Qualquer leitor de então ou de agora, poderá sem dúvida
identificar-se no que o autor descreve. A todos nós também isto nos
sucede vez ou outra.
Porém, ao invés de recorrer apenas a um remédio, Rennyo aproveita
esta circunstância para relembrar a doutrina. A morte nunca se sabe
quando virá, mas sem dúvida pode ser agora. Mas ao mencioná-la,
Rennyo de imediato acrescenta “que nos conduz ao nascimento (na
Terra Pura)”. O nascimento na Terra Pura só é possível na morte pois
aqui estamos presos a limitações e paixões, não nos podemos tornar
Budas, permanecemos inexoravelmente humanos e imperfeitos. Se assim
é, então ante a possível iminência da morte deveríamos estar
tranqüilos e confiantes.
Mas Rennyo afirma que se entristece e sofre em especial a dor de
partir. Ressalta ainda que no entanto, até aquele momento ele sempre
se preparou, sem descuidos, pensando que o instante do nascimento
pode ser iminente. Ou seja, de nós nunca se aparta o apego. Qual a
sombra que acompanha o corpo iluminado, também esta fundamental
ilusão e erro permanece conosco, ainda que nos esforcemos. É então
em vão nossa luta? Não. Logo em seguida Rennyo irá admoestar seus
companheiros por se descuidarem do esforço a que ele se dedicava.

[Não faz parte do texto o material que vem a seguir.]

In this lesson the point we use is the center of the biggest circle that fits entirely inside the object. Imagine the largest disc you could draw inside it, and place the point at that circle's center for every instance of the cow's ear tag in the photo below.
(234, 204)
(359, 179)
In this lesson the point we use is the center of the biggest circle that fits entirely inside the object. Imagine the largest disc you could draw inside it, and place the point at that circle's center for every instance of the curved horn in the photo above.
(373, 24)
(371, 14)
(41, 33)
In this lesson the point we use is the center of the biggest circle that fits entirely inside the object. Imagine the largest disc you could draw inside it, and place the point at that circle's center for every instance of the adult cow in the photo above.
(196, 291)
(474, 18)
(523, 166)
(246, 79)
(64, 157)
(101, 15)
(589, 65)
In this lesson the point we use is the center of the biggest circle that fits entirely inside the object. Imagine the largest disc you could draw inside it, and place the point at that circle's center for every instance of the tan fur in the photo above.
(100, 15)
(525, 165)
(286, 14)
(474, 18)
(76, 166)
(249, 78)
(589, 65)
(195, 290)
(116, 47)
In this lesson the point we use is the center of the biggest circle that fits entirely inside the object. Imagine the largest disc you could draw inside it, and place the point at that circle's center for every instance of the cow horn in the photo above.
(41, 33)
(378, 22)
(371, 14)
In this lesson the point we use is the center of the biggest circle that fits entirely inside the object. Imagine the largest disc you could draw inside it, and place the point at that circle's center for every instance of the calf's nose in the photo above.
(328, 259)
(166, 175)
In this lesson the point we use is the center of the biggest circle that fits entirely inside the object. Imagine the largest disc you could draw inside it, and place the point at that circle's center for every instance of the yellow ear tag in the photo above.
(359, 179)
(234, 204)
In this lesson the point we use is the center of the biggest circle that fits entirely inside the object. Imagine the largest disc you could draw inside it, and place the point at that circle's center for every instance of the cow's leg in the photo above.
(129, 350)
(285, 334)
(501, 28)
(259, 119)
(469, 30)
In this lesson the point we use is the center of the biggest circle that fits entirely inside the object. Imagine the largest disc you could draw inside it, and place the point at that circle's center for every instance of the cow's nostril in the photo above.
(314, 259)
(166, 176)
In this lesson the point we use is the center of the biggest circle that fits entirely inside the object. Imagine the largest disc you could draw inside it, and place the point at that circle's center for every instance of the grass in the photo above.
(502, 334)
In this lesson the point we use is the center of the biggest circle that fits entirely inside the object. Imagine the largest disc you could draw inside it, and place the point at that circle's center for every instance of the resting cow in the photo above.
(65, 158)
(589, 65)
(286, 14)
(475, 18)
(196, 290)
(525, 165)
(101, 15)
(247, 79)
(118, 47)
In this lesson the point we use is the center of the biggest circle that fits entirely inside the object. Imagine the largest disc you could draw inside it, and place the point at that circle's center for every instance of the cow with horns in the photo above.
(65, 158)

Relembremos o mito grego em que os Deuses condenam Sísifo a rolar
uma pedra para o alto de uma montanha. A pedra sempre outra vez
cairia, o homem sempre outra vez haveria de recomeçar sua labuta sem
fim.
Não se pode ser humano sem lutar, mas não é aqui que se vence. Aqui
apenas se pode lutar. A acomodação ao apego arrasta-nos a um
sofrimento ainda maior. Lutando contra esta acomodação, nem por isto
seremos só e sempre felizes. O fato de nos entristecermos pelo apego
que persiste, também não nos impede de sermos felizes. É só para
Aristóteles e seus seguidores que “uma coisa não pode ser e não-ser
ao mesmo tempo e do mesmo modo”. O Budismo, já desde de Nagarjuna
que formulou uma lógica das contradições. Graças a ela, o Myokonin
Asahara Saiichi (1850-1932) pode dizer: “O miserável coração da tristeza…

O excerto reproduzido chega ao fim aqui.